Banyak bangsa yang berbeda dipersatukan oleh Kekaisaran Romawi, dan ini memungkinkan kekristenan untuk menembus ke semua sudutnya yang jauh. Namun, perbedaan tingkat budaya, cara hidup orang-orang yang berbeda di negara menyebabkan interpretasi yang berbeda dari tempat-tempat yang saling bertentangan dalam doktrin Kristen, yang menjadi dasar munculnya bid'ah di antara orang-orang yang baru bertobat. Dan disintegrasi Kekaisaran Romawi menjadi sejumlah negara dengan sistem sosio-politik yang berbeda meningkatkan kontradiksi dalam teologi dan politik kultus ke tingkat yang tidak dapat didamaikan.

Pertobatan massa besar orang-orang kafir kemarin secara tajam menurunkan tingkat Gereja, berkontribusi pada munculnya gerakan sesat massal.
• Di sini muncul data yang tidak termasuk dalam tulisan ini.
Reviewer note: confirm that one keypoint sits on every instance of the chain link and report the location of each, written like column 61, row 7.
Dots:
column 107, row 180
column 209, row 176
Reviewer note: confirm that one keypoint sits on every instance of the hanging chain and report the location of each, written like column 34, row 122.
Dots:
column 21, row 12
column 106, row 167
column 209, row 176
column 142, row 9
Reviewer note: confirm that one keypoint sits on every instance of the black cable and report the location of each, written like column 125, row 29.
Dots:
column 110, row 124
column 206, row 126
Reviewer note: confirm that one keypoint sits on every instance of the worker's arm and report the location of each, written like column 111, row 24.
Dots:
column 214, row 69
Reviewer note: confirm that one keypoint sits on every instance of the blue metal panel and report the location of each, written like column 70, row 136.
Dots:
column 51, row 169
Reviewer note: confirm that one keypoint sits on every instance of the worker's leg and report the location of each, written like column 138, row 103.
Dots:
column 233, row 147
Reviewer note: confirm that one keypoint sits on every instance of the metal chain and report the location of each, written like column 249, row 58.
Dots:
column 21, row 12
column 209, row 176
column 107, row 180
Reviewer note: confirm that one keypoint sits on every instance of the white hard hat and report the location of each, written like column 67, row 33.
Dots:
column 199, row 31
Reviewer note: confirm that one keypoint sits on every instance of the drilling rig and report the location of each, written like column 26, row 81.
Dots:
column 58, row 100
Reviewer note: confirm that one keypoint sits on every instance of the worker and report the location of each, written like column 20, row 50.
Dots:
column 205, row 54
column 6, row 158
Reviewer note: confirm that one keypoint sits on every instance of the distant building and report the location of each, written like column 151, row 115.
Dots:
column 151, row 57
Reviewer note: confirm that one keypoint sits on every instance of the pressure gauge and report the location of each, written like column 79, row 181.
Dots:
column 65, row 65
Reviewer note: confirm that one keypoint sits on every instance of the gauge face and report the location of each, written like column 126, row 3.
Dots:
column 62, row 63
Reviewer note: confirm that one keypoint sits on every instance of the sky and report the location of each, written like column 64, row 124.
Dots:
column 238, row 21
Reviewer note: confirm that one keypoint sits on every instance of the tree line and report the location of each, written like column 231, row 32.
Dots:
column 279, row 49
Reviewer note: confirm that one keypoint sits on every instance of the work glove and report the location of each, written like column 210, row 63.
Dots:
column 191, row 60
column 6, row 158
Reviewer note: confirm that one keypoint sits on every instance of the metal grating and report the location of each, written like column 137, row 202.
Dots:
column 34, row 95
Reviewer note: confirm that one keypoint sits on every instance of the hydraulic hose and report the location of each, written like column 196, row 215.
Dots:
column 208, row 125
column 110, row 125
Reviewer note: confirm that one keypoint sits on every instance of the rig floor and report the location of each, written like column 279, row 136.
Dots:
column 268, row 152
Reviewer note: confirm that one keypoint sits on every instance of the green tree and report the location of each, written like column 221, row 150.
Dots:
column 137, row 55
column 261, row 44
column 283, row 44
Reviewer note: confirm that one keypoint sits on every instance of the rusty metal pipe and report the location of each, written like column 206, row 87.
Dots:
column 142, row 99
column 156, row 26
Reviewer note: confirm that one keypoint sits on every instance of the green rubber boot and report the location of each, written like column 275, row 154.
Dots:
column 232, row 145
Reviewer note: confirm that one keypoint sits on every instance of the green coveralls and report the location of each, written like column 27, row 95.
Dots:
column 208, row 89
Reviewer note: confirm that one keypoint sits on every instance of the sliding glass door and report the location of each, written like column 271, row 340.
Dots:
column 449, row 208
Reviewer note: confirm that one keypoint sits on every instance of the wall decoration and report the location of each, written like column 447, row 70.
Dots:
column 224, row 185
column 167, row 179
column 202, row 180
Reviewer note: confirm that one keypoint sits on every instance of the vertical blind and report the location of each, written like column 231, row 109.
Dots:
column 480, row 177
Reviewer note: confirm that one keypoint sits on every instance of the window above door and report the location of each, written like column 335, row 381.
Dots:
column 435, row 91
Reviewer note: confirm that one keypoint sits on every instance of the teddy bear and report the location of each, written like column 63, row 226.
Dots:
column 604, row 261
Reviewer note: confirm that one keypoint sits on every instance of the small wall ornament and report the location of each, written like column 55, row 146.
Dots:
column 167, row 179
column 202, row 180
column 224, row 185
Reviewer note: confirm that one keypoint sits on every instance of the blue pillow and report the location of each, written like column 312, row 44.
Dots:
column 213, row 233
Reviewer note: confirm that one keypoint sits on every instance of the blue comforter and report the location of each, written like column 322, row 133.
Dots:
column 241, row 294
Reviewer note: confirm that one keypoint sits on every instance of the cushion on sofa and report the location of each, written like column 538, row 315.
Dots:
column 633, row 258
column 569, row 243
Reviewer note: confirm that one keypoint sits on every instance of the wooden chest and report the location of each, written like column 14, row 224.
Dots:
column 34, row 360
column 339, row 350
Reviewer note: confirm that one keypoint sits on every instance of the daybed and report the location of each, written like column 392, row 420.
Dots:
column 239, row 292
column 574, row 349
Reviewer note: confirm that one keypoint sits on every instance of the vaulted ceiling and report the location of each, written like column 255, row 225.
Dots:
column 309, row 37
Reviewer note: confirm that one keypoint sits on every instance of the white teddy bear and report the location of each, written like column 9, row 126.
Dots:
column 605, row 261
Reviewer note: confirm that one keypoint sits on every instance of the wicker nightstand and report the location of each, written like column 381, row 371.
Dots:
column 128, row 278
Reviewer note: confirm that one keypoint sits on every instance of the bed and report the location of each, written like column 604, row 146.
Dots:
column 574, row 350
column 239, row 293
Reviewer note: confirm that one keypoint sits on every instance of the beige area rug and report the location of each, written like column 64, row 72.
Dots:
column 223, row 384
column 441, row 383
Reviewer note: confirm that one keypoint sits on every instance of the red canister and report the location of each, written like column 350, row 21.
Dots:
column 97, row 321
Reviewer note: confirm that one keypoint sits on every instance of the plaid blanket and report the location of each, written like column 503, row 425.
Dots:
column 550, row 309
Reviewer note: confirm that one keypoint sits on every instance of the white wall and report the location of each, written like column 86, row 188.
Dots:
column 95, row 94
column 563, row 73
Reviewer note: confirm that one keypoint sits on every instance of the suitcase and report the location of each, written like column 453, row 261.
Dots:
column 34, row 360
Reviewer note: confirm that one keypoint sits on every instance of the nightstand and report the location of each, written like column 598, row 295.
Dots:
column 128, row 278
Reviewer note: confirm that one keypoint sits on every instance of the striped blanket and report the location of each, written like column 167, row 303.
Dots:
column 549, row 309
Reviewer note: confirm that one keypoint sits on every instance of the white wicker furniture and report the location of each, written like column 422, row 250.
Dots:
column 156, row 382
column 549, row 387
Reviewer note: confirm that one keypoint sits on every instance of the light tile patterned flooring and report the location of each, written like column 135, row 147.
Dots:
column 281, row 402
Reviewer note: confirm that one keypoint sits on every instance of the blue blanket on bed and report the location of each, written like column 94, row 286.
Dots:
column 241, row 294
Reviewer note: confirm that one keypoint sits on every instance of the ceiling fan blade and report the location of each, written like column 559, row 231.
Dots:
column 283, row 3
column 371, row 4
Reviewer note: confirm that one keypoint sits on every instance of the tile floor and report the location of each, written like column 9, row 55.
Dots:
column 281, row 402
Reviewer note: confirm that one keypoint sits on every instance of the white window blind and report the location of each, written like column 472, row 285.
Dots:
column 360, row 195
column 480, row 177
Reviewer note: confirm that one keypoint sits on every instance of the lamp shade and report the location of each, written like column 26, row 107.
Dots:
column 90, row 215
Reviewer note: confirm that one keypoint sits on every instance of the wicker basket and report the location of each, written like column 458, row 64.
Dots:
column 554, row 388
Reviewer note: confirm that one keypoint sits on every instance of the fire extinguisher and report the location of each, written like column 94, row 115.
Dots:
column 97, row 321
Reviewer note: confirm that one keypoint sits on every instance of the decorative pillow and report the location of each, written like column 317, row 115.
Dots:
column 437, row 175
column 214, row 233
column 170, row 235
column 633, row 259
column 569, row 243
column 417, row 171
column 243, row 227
Campur tangan dalam urusan Gereja, kaisar sering menjadi pelindung dan bahkan penggagas ajaran sesat (misalnya, Monotelisme dan Ikonoklasme biasanya merupakan ajaran sesat kekaisaran). Proses mengatasi bidat terjadi melalui pembentukan dan pengungkapan dogma di tujuh Konsili Ekumenis.
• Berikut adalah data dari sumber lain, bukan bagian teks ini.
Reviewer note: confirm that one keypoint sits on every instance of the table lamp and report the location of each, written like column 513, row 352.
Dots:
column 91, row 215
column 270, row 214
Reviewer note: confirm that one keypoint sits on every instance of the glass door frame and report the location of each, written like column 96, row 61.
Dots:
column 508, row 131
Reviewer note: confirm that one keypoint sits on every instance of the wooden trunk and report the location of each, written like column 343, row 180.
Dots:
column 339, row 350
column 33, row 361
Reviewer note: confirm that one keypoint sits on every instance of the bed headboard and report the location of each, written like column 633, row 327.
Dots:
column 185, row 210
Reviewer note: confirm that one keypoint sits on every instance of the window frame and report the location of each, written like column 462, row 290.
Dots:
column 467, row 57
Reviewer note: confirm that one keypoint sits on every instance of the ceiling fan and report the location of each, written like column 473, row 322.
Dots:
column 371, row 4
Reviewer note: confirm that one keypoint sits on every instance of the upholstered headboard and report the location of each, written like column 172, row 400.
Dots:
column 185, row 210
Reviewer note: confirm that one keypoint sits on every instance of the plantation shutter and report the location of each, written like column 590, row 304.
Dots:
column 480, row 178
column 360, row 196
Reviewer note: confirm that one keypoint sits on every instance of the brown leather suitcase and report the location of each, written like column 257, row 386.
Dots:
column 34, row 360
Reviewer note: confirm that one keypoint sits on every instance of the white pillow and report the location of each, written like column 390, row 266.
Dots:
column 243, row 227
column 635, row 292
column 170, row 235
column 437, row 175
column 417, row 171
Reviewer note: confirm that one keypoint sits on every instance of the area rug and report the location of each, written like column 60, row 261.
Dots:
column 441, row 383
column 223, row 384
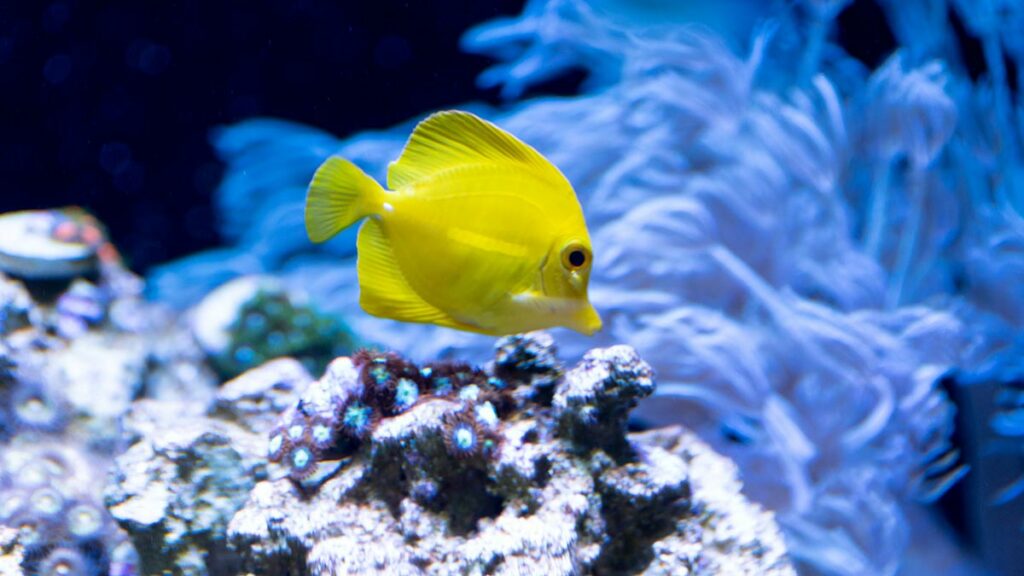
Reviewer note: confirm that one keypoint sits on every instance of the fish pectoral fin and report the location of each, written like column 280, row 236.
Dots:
column 384, row 290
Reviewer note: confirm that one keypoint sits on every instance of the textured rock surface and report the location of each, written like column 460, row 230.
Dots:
column 177, row 486
column 406, row 500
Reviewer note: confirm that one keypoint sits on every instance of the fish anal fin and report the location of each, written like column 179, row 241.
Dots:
column 453, row 138
column 384, row 290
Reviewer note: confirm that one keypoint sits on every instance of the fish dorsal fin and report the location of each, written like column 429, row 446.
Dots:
column 453, row 138
column 384, row 290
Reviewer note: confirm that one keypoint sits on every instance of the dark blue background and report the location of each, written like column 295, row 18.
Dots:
column 109, row 105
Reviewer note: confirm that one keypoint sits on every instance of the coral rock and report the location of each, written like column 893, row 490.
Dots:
column 594, row 400
column 176, row 488
column 255, row 398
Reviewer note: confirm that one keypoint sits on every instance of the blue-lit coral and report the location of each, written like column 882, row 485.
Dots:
column 62, row 529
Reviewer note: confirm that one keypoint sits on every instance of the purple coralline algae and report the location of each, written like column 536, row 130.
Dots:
column 532, row 471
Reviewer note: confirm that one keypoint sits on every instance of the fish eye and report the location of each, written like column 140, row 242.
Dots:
column 574, row 256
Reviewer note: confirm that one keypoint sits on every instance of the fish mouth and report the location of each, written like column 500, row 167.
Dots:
column 587, row 321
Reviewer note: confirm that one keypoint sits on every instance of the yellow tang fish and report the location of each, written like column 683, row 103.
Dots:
column 478, row 232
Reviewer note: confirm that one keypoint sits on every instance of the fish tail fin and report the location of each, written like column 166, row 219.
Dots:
column 339, row 195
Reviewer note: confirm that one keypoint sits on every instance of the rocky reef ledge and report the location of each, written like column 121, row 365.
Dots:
column 383, row 466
Ancaman perpecahan, yang dalam terjemahan dari bahasa Yunani berarti “perpecahan, perpecahan, perselisihan”, menjadi nyata bagi Kekristenan pada pertengahan abad ke-9. Biasanya, alasan perpecahan dicari di bidang ekonomi, politik, dalam simpati dan antipati pribadi para paus dan patriark Konstantinopel. Para peneliti memandang kekhasan doktrin, kultus, gaya hidup orang-orang percaya dalam Kekristenan Barat dan Timur sebagai sesuatu yang sekunder, tidak penting, mencegah mereka menjelaskan alasan sebenarnya yang, menurut pendapat mereka, terletak pada ekonomi dan politik, dalam hal apa pun kecuali kekhususan agama dari apa yang terjadi. Dan dengan catatan seperti itu, gereja mendekati perpecahan utamanya.

Salah satu divisi terbesar Kekristenan adalah munculnya dua arah utama - Ortodoksi dan Katolik. Perpecahan ini telah terjadi selama beberapa abad. Itu ditentukan oleh kekhasan perkembangan hubungan feodal di bagian timur dan barat Kekaisaran Romawi dan perjuangan kompetitif di antara mereka.

Prasyarat perpecahan muncul pada akhir abad ke-4 awal - abad ke-5. Setelah menjadi agama negara, agama Kristen sudah tidak dapat dipisahkan dari gejolak ekonomi dan politik yang dialami oleh kekuatan besar ini. Selama Konsili Nicea dan I Konstantinopel, tampak relatif seragam, meskipun ada perselisihan internal dan perselisihan teologis. Namun, kesatuan ini tidak didasarkan pada pengakuan oleh semua otoritas uskup Romawi, tetapi pada kekuatan kaisar, yang meluas ke bidang keagamaan. Dengan demikian, Konsili Nicea diadakan di bawah kepemimpinan kaisar Konstantinus, dan keuskupan Romawi diwakili oleh penatua Vitus dan Vinsensius.

Dengan bantuan intrik politik, para uskup berhasil tidak hanya memperkuat pengaruh mereka di dunia Barat, tetapi bahkan menciptakan negara mereka sendiri - Wilayah Kepausan (756-1870), yang menduduki seluruh bagian tengah Semenanjung Apennine. Setelah mengkonsolidasikan kekuatan mereka di Barat, para paus mencoba untuk menaklukkan semua Kekristenan, tetapi tidak berhasil. Pendeta Timur mematuhi kaisar, dan dia bahkan tidak berpikir untuk mengorbankan setidaknya sebagian dari kekuasaannya demi "raja muda Kristus" yang memproklamirkan diri, yang duduk di tahta episkopal di Roma. Perbedaan yang cukup serius antara Roma dan Konstantinopel muncul bahkan pada Konsili Trull pada tahun 692, ketika Roma (Paus) hanya menerima 50 dari 85 aturan.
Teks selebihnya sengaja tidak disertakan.